I have held their stories in my mind and in my heart for over a year, and now I must pen them to paper for all to see.
The
three novels I wrote before AIR ran off my fingers like water, but this
time it’s as if I’m slogging through Flanders Field mud to get down
each word.
It’s not for lack of knowing the plot nor my guys’ motivations.
It’s not for scenes not having been fully fleshed out.
It’s not even for lack of the sights and smells and sounds within that ship and on that island and around those men.
It’s
that with every word they utter, with every scene played out, these
men, MY men, are going to war, and there’s nothing I can do to stop it.
It’s
the equivalent of watching for the umpteenth time a video replay of the
JFK assassination where you find yourself mumbling at the TV screen,
“No, Agent Greer, this time don’t turn from Houston onto Elm. Gun that
Lincoln for all it’s worth, all the way back to Love Field and get Jack
the heck outta Dallas!” But you know, life doesn’t work in reverse. What
was, is what has to be… but the child in you, that imaginative child
who makes you the writer that you are, yearns for the good, the Happy
Ending, in all the people you’ve come to admire and love… imaginary or
not.
Fear.
It’s fear.
Of going down that literary road.
Of having to say goodbye before you’ve had enough time to say hello.
It’s guilt.
Why do this?
Why create more sorrow?
Why put who you love and admire through all this all over again?
And yet from their faces beaming down at you from your storyboard, they whisper, “Tell
our story, tell it. Say what we need said. Show what it was like, that
excruciating time, those moments of hopelessness, those fleeting
flickers of hope.
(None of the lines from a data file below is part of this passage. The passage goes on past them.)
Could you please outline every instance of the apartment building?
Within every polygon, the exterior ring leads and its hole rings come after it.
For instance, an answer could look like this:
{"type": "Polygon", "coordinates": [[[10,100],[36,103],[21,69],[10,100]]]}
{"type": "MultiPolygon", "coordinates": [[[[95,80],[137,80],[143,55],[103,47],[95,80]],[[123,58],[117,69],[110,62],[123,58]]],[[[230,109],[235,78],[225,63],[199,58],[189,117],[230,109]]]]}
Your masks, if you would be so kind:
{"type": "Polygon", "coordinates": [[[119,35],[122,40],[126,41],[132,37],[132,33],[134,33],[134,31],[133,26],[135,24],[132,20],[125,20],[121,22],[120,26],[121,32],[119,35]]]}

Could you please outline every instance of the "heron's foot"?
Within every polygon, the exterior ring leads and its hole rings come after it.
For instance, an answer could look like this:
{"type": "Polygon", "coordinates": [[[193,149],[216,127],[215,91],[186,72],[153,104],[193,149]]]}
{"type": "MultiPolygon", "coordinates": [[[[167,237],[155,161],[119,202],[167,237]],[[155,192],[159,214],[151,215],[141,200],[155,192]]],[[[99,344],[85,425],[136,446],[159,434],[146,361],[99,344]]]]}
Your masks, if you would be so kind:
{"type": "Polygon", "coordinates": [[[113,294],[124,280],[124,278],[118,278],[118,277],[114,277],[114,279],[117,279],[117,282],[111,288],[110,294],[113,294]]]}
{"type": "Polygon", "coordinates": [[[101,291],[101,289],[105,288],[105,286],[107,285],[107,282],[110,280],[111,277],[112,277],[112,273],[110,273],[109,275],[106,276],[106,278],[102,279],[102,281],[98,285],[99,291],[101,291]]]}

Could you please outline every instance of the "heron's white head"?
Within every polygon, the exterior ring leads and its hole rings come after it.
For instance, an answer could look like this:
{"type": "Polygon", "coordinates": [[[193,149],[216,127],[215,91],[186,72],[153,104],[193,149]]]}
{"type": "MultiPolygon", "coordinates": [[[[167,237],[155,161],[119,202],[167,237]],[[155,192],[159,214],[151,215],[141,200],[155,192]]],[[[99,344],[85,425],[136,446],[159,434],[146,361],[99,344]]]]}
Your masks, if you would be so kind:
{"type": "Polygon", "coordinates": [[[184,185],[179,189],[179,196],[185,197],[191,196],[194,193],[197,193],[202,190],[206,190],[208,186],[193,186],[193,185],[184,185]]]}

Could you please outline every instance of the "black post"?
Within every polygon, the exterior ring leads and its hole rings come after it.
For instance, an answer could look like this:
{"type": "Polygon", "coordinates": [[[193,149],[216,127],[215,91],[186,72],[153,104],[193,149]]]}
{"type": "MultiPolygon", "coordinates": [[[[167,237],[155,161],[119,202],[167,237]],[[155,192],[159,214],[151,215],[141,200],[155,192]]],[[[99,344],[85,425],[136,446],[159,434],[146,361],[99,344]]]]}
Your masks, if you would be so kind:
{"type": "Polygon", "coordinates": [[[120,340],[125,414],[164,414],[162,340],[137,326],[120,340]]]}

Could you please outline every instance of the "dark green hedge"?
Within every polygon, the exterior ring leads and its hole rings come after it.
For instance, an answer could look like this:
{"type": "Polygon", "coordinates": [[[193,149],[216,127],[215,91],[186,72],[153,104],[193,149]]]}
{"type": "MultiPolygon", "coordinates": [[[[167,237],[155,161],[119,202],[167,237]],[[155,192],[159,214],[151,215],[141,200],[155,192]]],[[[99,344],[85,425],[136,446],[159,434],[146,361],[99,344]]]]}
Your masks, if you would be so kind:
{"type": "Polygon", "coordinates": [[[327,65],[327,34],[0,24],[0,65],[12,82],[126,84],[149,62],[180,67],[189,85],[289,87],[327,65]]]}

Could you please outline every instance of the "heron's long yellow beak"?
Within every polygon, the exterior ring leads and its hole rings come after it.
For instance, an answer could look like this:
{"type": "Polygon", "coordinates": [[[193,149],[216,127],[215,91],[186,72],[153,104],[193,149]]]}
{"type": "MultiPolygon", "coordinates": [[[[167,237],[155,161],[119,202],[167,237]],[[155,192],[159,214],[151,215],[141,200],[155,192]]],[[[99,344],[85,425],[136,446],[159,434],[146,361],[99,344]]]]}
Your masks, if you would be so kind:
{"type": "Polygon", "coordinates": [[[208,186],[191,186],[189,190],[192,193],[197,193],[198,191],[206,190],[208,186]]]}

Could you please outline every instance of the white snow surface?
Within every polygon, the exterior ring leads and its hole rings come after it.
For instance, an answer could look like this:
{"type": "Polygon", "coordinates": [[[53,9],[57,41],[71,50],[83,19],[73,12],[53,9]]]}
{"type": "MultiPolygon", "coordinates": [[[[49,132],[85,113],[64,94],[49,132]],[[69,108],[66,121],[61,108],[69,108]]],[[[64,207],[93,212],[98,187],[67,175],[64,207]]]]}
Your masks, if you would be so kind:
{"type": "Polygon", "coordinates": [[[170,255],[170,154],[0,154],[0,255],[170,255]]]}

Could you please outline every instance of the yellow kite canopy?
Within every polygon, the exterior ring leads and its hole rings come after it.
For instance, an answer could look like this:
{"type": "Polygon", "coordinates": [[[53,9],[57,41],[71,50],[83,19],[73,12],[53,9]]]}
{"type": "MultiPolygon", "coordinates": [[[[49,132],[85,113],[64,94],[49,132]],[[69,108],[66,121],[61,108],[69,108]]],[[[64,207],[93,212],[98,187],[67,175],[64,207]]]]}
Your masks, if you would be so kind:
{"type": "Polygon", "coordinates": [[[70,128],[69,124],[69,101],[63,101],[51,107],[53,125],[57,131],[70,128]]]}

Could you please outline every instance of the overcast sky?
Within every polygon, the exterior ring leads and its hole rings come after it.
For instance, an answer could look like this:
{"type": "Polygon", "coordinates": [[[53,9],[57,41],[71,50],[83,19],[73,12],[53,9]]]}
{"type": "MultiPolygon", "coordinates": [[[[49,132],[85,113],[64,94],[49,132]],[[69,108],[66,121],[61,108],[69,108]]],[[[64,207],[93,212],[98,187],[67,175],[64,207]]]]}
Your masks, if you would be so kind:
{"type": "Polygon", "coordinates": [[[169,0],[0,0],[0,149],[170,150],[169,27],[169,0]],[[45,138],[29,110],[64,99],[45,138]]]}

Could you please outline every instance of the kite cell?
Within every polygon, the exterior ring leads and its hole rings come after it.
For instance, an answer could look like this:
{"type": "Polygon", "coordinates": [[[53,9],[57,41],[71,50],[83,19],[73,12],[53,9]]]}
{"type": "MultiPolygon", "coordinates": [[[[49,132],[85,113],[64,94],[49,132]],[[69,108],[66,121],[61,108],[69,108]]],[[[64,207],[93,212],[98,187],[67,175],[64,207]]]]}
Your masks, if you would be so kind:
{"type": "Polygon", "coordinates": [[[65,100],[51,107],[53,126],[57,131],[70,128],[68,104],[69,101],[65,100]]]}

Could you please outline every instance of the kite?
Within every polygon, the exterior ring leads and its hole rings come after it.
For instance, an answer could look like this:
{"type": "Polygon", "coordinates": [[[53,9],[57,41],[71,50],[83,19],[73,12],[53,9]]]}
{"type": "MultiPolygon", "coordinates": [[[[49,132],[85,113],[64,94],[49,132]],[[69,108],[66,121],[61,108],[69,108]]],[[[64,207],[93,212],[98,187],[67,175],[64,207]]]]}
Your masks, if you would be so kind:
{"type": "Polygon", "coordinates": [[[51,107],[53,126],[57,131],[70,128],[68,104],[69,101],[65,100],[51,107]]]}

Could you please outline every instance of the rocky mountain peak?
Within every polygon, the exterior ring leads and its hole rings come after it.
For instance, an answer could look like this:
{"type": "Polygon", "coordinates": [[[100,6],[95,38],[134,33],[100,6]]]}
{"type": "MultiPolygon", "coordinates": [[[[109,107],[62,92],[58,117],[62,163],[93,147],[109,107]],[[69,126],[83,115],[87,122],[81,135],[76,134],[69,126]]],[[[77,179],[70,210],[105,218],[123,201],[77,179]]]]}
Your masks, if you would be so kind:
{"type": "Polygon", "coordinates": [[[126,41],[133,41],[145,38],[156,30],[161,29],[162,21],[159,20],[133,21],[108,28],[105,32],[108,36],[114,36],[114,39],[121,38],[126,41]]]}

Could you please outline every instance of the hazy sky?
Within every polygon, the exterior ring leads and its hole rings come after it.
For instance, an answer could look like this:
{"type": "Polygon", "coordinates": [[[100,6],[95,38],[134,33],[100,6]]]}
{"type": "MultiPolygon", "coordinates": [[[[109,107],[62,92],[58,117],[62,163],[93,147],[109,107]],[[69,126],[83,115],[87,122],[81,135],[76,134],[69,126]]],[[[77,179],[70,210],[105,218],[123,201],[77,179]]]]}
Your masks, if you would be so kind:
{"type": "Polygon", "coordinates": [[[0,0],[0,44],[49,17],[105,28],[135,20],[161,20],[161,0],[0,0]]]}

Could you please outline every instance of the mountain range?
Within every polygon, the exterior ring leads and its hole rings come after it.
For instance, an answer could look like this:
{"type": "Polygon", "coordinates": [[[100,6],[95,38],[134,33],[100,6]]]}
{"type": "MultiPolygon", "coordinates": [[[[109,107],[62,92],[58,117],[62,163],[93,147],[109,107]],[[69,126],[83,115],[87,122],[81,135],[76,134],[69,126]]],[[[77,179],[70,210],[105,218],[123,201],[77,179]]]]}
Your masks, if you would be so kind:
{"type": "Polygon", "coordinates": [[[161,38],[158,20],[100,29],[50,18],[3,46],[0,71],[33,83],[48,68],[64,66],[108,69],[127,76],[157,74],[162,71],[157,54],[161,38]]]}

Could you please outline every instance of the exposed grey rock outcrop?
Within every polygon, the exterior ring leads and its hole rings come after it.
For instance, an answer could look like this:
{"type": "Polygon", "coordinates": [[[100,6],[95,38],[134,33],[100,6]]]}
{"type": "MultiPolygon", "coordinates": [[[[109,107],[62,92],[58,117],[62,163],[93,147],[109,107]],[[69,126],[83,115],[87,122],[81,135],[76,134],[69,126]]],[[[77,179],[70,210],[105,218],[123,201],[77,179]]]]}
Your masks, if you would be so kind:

Show the anger and the rage and the shame and the
guilt. Show the greed and the fear and the prayers and the tears.”
So I type, word by word.
I stand silently where they stand.
I listen and I see and I feel and, through tears, I type on.
AIR
may be the undoing of me as a writer. It may be that I need as much
inner strength as those men did when the air was growing fetid and
losing its chemical mix to sustain life.
With every word, a sinking feeling.
With every word, the fear surges, surrounds, envelopes, threatens to overtake.
I
take breaks and rush outside into the autumn air and breathe in so hard
and so fast, desperate for life, greedy for air. I may pass out.
I have an all steel awl which lies beside me on my desk.
It
has no real use other than I’ve decided if the story gets too
unbearable I can break an imaginary port window in the Okie and
“escape.”
Of
course, I know I won’t use it, not because real awls don’t work on
imaginary port windows, but because my six seamen expect more from me
than that. They have not abandoned me. I vow not to abandon them.
But the fear remains…
Each word I type tears a further gash into my soul.
Hemingway was right. All you have to do is bleed.
This
tale from the watery writer trenches is a very real one for me. I live
with a heaviness on my chest and a new appreciation for the simple,
natural act of breathing. I have already been transformed by these six
men. The overriding fear: can I make them proud? Can I get it right? Can
I affect even one reader when all is said and done?
Fear.
It can be debilitating.
But only if you let it.
The sailors of Pearl Harbor fought on.
The very least I can do is just that.